Статья, коснувшаяся и вопроса авторства идеи, как минимум оказалось отнюдь не исчерпывающей и верной во всех деталях. Совсем не маловажным был факт, что широко заявленное дело строительства в Верх-Уймоне — в самом начале "зависло" на месте, теряя накал, импульс.

Тем удивительнее через 20 лет было слышать версию, по которой строителям из Академгородка отвели скромное место исполнителей, добротно продолживших героическое начинание других людей. Нашлись и такие, которые заговорили о нечистоте мемориального места, самих стен, хранящих вибрации пришлых случайных людей — тех самых шабашников, бездумно нанятых в самом начале инициаторами из Барнаула. Действительно, группе Дмитриева и Смирнова пришлось потом "прожигать место кострами" — после всех вывезенных мусорных куч в прямом и переносном смысле.

Поистине — "особенное добро преследуется как бы особенным злом". Ключевые понятия Агни Йоги — гармония и радость. Но иногда для того, чтобы полнее понять концепцию, надо погрузиться в ее полярность. Не случайно великий Будда, по свидетельству Елены Ивановны, избирая учеников, прежде всего испытывал их на вмещение так называемых пар противоположностей: "Если ученик не мог вместить этого, Будда не приобщал его к дальнейшему знанию. Познание действительности достигается лишь путем вечной смены и сопоставления пар противоположений". В этом смысле обстоятельства строительства вряд ли вообще могли быть легкими, включая и обстоятельства жизни человека, в назначенное время чудесным образом оказавшегося там, где требовалось, и сделавшего то, что требовалось. Но чудеса тем и примечательны, что выражают скрытые закономерности и планы.

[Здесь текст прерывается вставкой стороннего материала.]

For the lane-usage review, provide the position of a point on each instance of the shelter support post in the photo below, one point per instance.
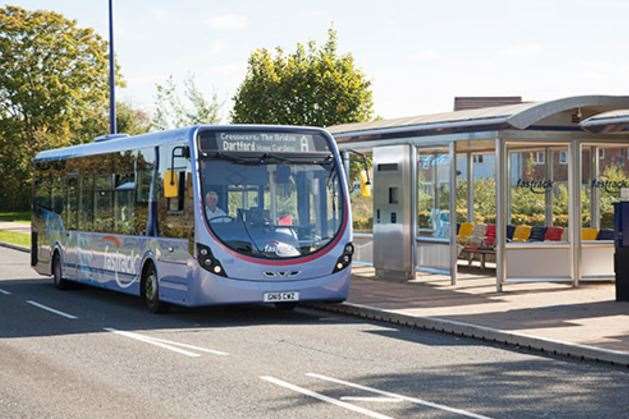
(454, 251)
(574, 210)
(469, 177)
(595, 195)
(501, 214)
(549, 170)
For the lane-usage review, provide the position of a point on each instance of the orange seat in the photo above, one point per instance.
(465, 232)
(589, 233)
(522, 233)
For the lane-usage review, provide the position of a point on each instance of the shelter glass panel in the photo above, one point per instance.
(433, 193)
(538, 196)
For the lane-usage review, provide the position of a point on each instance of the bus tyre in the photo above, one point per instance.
(150, 290)
(286, 306)
(57, 273)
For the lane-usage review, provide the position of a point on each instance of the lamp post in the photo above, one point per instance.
(112, 82)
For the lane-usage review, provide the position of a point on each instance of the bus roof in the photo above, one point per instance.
(150, 139)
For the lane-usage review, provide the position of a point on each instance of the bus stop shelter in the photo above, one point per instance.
(529, 185)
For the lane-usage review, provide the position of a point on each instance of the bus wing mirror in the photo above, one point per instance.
(171, 184)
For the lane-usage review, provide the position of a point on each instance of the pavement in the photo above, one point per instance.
(93, 353)
(584, 322)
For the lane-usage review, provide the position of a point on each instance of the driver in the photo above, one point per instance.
(212, 211)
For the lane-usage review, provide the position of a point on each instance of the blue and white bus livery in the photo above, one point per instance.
(198, 216)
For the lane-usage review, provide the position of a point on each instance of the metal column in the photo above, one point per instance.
(454, 251)
(595, 192)
(469, 175)
(346, 166)
(574, 210)
(548, 193)
(501, 213)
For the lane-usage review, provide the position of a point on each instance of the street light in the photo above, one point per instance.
(112, 87)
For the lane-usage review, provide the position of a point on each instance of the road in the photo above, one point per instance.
(94, 353)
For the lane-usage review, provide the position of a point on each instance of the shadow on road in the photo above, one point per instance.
(497, 389)
(98, 308)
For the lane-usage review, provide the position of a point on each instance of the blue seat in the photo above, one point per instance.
(537, 234)
(510, 231)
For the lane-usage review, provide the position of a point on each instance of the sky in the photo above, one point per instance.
(417, 54)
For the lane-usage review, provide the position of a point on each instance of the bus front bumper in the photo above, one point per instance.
(217, 290)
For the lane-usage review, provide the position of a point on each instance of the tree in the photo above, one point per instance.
(53, 92)
(311, 86)
(172, 112)
(130, 120)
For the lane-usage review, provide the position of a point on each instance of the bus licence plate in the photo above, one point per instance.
(276, 297)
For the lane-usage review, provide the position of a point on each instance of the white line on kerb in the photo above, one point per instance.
(400, 396)
(52, 310)
(372, 399)
(166, 344)
(324, 398)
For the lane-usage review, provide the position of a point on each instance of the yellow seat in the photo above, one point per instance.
(522, 233)
(589, 233)
(465, 232)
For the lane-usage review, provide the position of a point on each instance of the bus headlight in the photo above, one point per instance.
(208, 262)
(345, 259)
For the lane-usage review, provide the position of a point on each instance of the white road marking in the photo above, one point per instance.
(372, 399)
(324, 398)
(400, 396)
(166, 344)
(52, 310)
(196, 348)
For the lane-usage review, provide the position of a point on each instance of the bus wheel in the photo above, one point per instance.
(57, 274)
(285, 306)
(150, 291)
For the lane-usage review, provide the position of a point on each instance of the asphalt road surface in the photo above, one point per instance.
(95, 353)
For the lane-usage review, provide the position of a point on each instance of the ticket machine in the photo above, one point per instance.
(393, 206)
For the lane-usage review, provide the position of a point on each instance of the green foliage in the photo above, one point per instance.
(173, 112)
(16, 216)
(130, 120)
(311, 86)
(53, 92)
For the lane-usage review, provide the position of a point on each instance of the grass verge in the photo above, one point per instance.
(20, 239)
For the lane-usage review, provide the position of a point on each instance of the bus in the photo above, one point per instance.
(198, 216)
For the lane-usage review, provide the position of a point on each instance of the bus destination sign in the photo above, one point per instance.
(269, 142)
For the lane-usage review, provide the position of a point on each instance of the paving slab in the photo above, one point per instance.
(586, 318)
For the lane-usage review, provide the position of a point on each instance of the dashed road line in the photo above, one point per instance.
(166, 344)
(399, 396)
(324, 398)
(52, 310)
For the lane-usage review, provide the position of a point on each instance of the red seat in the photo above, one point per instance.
(553, 234)
(490, 236)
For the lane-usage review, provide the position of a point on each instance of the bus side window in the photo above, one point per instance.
(72, 202)
(144, 168)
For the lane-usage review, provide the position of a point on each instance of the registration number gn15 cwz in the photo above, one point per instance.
(277, 297)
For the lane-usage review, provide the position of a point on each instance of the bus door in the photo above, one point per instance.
(70, 245)
(175, 220)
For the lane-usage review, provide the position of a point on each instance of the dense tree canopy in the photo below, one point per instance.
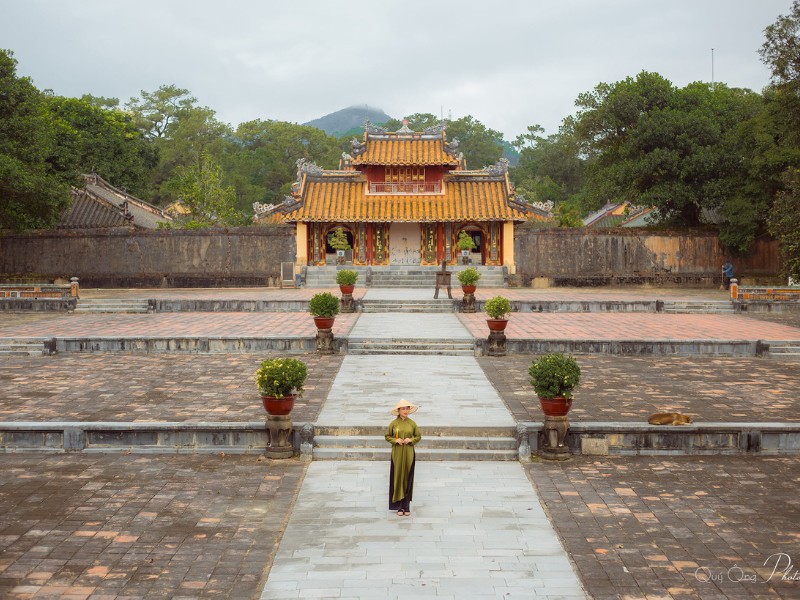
(781, 53)
(32, 195)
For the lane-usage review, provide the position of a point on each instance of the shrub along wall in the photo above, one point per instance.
(631, 256)
(170, 258)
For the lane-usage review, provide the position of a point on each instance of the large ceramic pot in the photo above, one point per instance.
(497, 324)
(278, 406)
(324, 322)
(555, 407)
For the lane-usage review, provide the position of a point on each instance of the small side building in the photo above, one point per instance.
(99, 205)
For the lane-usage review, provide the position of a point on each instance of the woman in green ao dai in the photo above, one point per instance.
(402, 434)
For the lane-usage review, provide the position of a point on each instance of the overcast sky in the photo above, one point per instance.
(508, 63)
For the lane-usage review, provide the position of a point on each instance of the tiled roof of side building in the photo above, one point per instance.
(89, 212)
(144, 215)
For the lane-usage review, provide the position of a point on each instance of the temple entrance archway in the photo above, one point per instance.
(404, 242)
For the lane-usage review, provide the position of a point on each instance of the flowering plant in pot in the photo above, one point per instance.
(346, 279)
(324, 307)
(554, 377)
(497, 308)
(279, 381)
(468, 278)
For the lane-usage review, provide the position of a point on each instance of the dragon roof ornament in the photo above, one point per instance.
(372, 129)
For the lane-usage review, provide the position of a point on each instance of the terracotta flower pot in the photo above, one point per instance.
(555, 407)
(278, 406)
(324, 322)
(497, 324)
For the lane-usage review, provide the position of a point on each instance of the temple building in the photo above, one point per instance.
(402, 198)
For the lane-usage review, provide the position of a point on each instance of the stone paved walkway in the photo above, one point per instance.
(132, 526)
(451, 391)
(81, 526)
(476, 531)
(678, 527)
(167, 387)
(633, 326)
(631, 388)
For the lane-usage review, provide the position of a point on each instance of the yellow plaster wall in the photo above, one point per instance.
(301, 255)
(508, 247)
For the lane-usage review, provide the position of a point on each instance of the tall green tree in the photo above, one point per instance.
(549, 168)
(689, 152)
(261, 158)
(200, 189)
(32, 195)
(784, 222)
(481, 145)
(89, 137)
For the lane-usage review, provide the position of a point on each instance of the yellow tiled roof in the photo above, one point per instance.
(346, 200)
(405, 151)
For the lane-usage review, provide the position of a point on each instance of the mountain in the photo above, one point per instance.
(342, 121)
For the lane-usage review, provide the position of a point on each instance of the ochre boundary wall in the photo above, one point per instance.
(252, 255)
(238, 256)
(594, 257)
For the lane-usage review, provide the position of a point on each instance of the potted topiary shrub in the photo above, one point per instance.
(338, 241)
(468, 278)
(554, 377)
(465, 243)
(346, 279)
(323, 307)
(497, 308)
(280, 381)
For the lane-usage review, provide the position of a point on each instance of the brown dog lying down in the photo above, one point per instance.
(669, 419)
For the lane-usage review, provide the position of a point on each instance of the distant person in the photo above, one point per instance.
(727, 274)
(402, 434)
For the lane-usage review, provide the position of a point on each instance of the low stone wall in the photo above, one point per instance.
(239, 256)
(585, 257)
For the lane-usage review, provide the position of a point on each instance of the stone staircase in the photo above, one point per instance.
(699, 307)
(438, 443)
(440, 347)
(410, 306)
(22, 347)
(787, 349)
(401, 276)
(121, 305)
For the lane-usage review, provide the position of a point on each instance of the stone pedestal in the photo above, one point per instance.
(325, 341)
(280, 435)
(468, 304)
(555, 438)
(497, 343)
(347, 304)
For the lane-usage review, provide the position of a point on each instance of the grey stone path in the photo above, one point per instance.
(450, 390)
(477, 531)
(408, 326)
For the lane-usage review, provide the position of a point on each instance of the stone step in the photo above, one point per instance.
(432, 447)
(423, 454)
(412, 346)
(22, 347)
(699, 307)
(400, 308)
(112, 306)
(428, 442)
(785, 350)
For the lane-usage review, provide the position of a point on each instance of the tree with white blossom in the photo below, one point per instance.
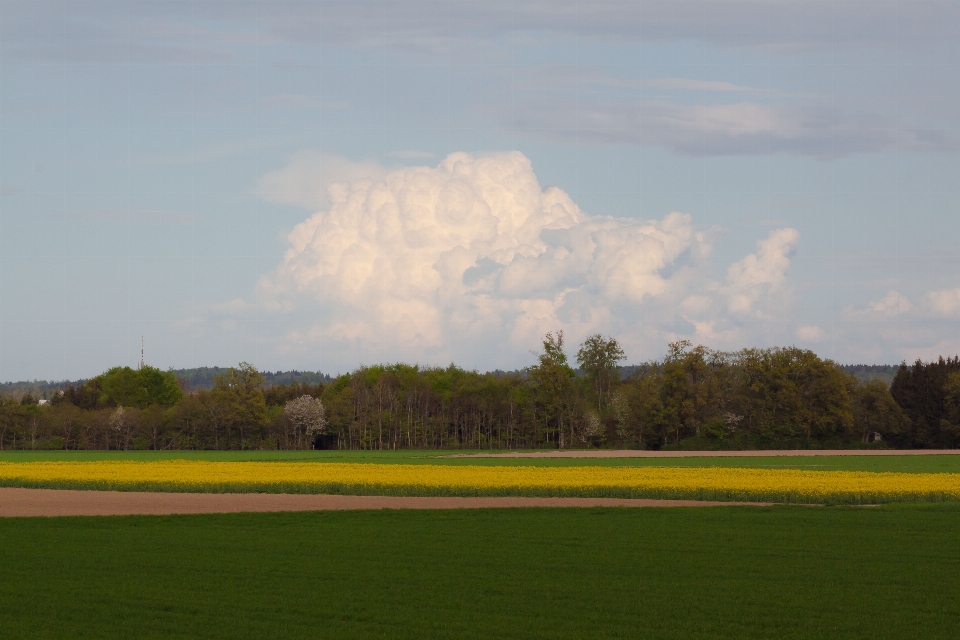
(308, 417)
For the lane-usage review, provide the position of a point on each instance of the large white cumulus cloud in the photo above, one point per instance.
(472, 257)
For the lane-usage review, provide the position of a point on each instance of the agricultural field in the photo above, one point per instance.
(738, 572)
(890, 463)
(778, 479)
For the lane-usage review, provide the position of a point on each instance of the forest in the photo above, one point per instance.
(692, 398)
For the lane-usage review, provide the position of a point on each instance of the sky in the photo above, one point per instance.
(322, 185)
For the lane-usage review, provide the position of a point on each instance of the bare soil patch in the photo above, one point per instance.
(632, 453)
(60, 502)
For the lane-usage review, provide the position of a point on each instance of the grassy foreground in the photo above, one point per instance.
(785, 572)
(878, 464)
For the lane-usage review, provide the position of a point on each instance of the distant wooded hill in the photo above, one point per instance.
(202, 378)
(190, 379)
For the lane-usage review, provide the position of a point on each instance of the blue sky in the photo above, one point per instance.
(319, 185)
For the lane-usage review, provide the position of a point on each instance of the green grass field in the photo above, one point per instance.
(905, 464)
(785, 572)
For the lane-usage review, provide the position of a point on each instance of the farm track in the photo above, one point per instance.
(766, 453)
(15, 502)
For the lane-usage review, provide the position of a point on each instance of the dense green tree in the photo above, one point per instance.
(239, 403)
(598, 358)
(554, 380)
(123, 386)
(921, 392)
(876, 412)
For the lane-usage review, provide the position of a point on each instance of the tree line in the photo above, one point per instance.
(694, 397)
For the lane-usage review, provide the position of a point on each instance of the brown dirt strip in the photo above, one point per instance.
(633, 453)
(62, 502)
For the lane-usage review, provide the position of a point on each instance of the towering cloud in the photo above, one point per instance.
(473, 256)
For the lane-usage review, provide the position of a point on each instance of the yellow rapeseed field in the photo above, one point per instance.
(783, 485)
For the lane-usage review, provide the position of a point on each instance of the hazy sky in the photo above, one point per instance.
(319, 185)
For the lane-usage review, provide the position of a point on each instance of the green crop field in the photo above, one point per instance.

А.Н. Дмитриев, геолог и геофизик, "по штату" знавший Алтай и "приписанный" к нему, уже давно во множестве аспектов работая там в ключе Учения по теме природных аномалий и НЛО, принципиально исследовал Алтай как гелиочувствительную область. Позже, в 1991-м году, в книге "Неизбежность необычного", он писал: "Мы — здешние. Тем не менее, можно развить в себе некоторые возможности, они позволят нам быть больше, чем трехмерное существо. Если мы правильно самоорганизуемся в эмоциональном, интеллектуальном, волевом планах, то мы сможем делегировать себя туда (в параллельный мир. — О.А.) и воспринять там нечто".

Музей на том этапе и был способом и возможностью такой самоорганизации. В варианте Дмитриева предполагалось создание не только здания музея, но прежде всего Общины, увязывавшей людей на совершенно новых основаниях и совершенствующих себя в живом деле, чтобы душа, испытывая чувство ответственности, могла созревать. "Община Духа есть высшее преображение жизни. Община Духа не зависит от внешней формы. Она творится там, где живет понятие РАСШИРЕНИЯ СОЗНАНИЯ". Нужно ли говорить о том, каким сложным было дело объединения и сотворчества многих людей, памятуя о том, что Учение считает базовым образование нуклеусов лишь из 2-3-х человек — из-за существующего несовершенства человеческой природы (!). Легче сдвинуть гору, чем изменить сознание — говорит Учение. В случаях самых глубоких изменений и продвижения требуется не мягкость, а упорство, твердость и несгибаемая воля.

Как всякая мистерия, строительство символично и в целом, и в своих подробностях, и потому факты и ситуации, с ним связанные, как бы неисчерпаемы. Знаменательны даже мельчайшие обстоятельства, так как они, несомненно, несут особую смыслонагрузку. (Любопытно, что я занялась историей музея в 1999 году; Алексею Николаевичу было тогда 66 лет, а родился он в 33-м году. Любопытно, например, что Михаил Лаврентьев, как и Михаил Ломоносов, в равной степени уверовавшие в будущее Сибири, родились 19 ноября. И так до бесконечности.)